Methods#

The methods available for tsdate inference can be divided into discrete-time and continuous-time approaches. Both approaches iteratively propagate information between nodes to construct an approximation of the marginal posterior distribution for the age of each node, given the mutational information in the tree sequence. Discrete-time approaches approximate the posterior across a grid of discrete timepoints (e.g. assign a probability to each node being at each timepoint). Continuous-time approaches approximate the posterior by a continuous univariate distribution (e.g. a gamma distribution).

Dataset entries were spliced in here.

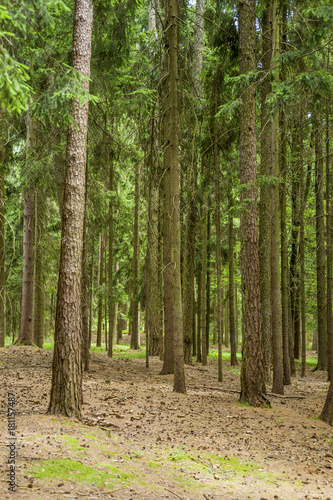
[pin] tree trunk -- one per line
(2, 249)
(100, 290)
(320, 241)
(277, 386)
(283, 227)
(110, 261)
(327, 412)
(135, 337)
(84, 290)
(38, 273)
(233, 357)
(204, 278)
(265, 195)
(171, 162)
(329, 250)
(66, 390)
(26, 335)
(252, 373)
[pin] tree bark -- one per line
(277, 386)
(135, 337)
(100, 290)
(26, 335)
(265, 195)
(320, 243)
(2, 247)
(66, 390)
(252, 373)
(39, 273)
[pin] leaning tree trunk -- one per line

In tests, we find that the continuous-time variational_gamma approach is the most accurate. The discrete-time inside_outside approach is slightly less accurate, especially for older times, but is more numerically robust, and the discrete-time maximization approach is always stable but is the least accurate.

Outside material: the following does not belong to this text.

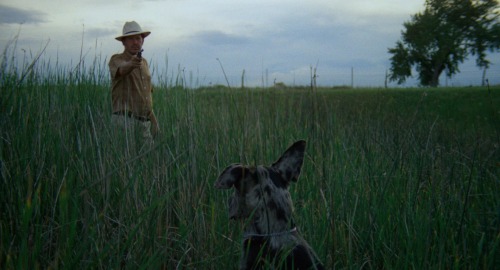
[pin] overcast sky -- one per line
(272, 40)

Changing the method is very simple:

import tskit
import tsdate

input_ts = tskit.load("data/basic_example.trees")
ts = tsdate.date(input_ts, method="variational_gamma", mutation_rate=1e-8)

Alternatively each method can be called directly as a separate function:

ts = tsdate.variational_gamma(input_ts, mutation_rate=1e-8)

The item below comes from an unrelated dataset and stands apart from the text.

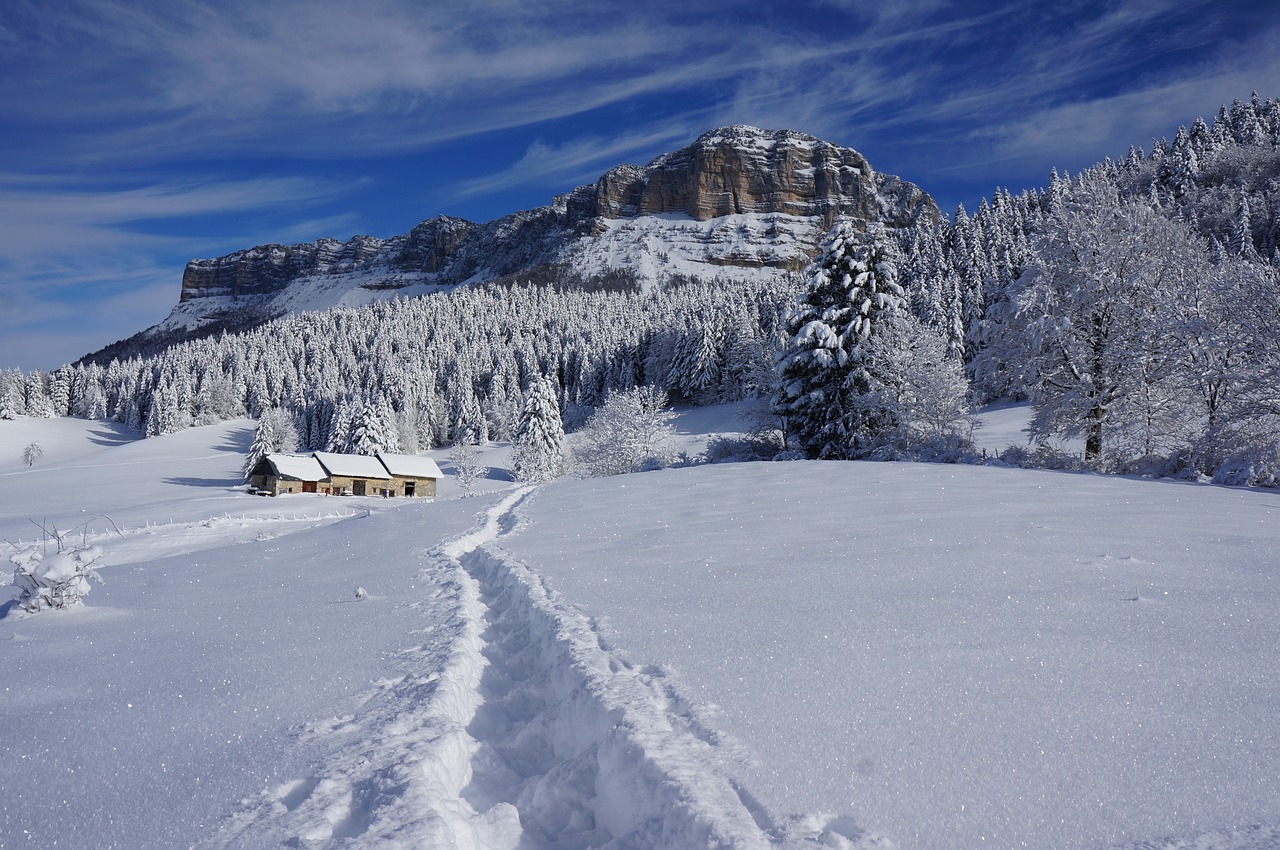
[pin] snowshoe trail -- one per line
(531, 735)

Currently the default is inside_outside, but this may change in future releases.

Discrete-time#

The available discrete-time algorithms are the inside_outside and maximization methods. They have the following advantages and disadvantages:

Pros

Methods allow any shape for the distributions of times

Currently require just a single upwards and downward pass through the edges

Cons

Choice of grid timepoints is somewhat arbitrary (but reasonable defaults are picked based on the conditional coalescent)

Inferred times are imprecise due to discretization: a denser timegrid can increase precision, but also increases computational cost (quadratic with number of timepoints)

In particular, the oldest/youngest nodes can suffer from poor dating, as time into the past is an unbounded value, but a single oldest/youngest timepoint must be chosen.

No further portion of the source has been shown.